A chocolataire was a type of social gathering that ranged from large scale events (such as fund raising and invitation only) to smaller functions (similar in structure to informal tea parties), in which all food and drink are composed of or contain some form of chocolate. It developed as the process for making milk chocolate came to market in 1875. Chocolataires were seen as a novel alternative to other forms of social gathering at the time.

==Food and drink==
The menu at a chocolataire may include any variety of chocolate-based dishes: cakes, wafers, bonbons, candy, and pastry being a few examples thereof.

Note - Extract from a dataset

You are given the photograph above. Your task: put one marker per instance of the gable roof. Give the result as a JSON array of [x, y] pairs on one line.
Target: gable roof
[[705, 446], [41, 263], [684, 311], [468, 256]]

These dishes can also be seasonal. Examples of seasonal dishes can include hot chocolate and chocolate fondue during cold months and chocolate lemonade or chocolate ice cream during the summer.

==Ceremony==
As the chocolataire grew in popularity, the ceremony itself became more chocolate-themed—the menu cards, programs, decorations, and even the costumes of the waiters were of chocolate color; chocolate cups and saucers were sometimes sold with the chocolate that was served in them, or given as a souvenir for those who purchased chocolate.

The chocolataire saw use in every social gathering imaginable—one was even thrown as part of a fund raising function for a kindergarten in Indiana—and it was not uncommon, after all guests had been served, to hold an auction of remaining candy, loaves of cake, and boxes of chocolate left over from preparation of the dishes.